The Bifibobacterium longum subsp. longum 35624™ strain (formerly named Bifidobacterium longum subsp. infantis) is a well described probiotic with clinical efficacy in Irritable Bowel Syndrome clinical trials and induces immunoregulatory effects in mice and in humans. This paper presents (a) the genome sequence of the organism allowing the assignment to its correct subspeciation longum; (b) a comparative genome assessment with other B. longum strains and (c) the molecular structure of the 35624 exopolysaccharide (EPS624).
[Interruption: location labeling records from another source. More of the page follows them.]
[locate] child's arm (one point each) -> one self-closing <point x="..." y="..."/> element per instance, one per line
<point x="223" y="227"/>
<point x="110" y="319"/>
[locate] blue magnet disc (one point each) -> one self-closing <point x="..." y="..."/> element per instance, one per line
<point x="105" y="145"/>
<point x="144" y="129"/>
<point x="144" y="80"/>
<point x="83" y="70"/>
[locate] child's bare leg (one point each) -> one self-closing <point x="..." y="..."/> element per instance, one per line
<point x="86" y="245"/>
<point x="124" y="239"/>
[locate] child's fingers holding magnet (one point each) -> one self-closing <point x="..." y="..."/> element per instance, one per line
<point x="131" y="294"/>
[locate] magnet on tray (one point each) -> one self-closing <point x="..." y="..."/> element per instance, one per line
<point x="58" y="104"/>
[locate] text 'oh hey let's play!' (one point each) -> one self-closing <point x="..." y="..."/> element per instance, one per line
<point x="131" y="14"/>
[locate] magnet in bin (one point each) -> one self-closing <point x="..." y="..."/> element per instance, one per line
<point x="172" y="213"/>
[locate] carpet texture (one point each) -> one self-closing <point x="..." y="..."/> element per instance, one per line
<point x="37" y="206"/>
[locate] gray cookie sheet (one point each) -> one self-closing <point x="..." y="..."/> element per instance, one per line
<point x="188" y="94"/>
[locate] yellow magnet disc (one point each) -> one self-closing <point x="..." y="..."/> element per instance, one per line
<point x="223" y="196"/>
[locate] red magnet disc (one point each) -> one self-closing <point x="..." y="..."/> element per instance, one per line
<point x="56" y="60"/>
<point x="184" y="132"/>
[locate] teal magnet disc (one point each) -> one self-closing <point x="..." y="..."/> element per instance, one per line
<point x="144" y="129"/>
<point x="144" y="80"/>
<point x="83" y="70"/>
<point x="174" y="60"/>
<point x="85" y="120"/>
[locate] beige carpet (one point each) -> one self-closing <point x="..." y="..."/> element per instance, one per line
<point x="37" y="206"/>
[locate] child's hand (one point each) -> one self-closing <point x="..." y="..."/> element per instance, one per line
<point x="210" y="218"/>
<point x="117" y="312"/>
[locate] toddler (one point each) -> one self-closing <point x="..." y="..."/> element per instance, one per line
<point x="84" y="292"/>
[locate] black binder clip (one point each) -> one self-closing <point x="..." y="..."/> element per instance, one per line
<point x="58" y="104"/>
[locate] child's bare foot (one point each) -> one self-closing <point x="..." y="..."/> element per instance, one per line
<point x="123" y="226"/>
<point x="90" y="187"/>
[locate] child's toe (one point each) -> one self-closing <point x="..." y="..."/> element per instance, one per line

Comparative genome analysis of the 35624 strain with other B. longum strains determined that the sub-speciation of the strain is longum and revealed the presence of a 35624-specific gene cluster, predicted to encode the biosynthetic machinery for EPS624. Following isolation and acid treatment of the EPS, its chemical structure was determined using gas and liquid chromatography for sugar constituent and linkage analysis, electrospray and matrix assisted laser desorption ionization mass spectrometry for sequencing and NMR. The EPS consists of a branched hexasaccharide repeating unit containing two galactose and two glucose moieties, galacturonic acid and the unusual sugar 6-deoxy-L-talose. These data demonstrate that the B. longum 35624 strain has specific genetic features, one of which leads to the generation of a characteristic exopolysaccharide.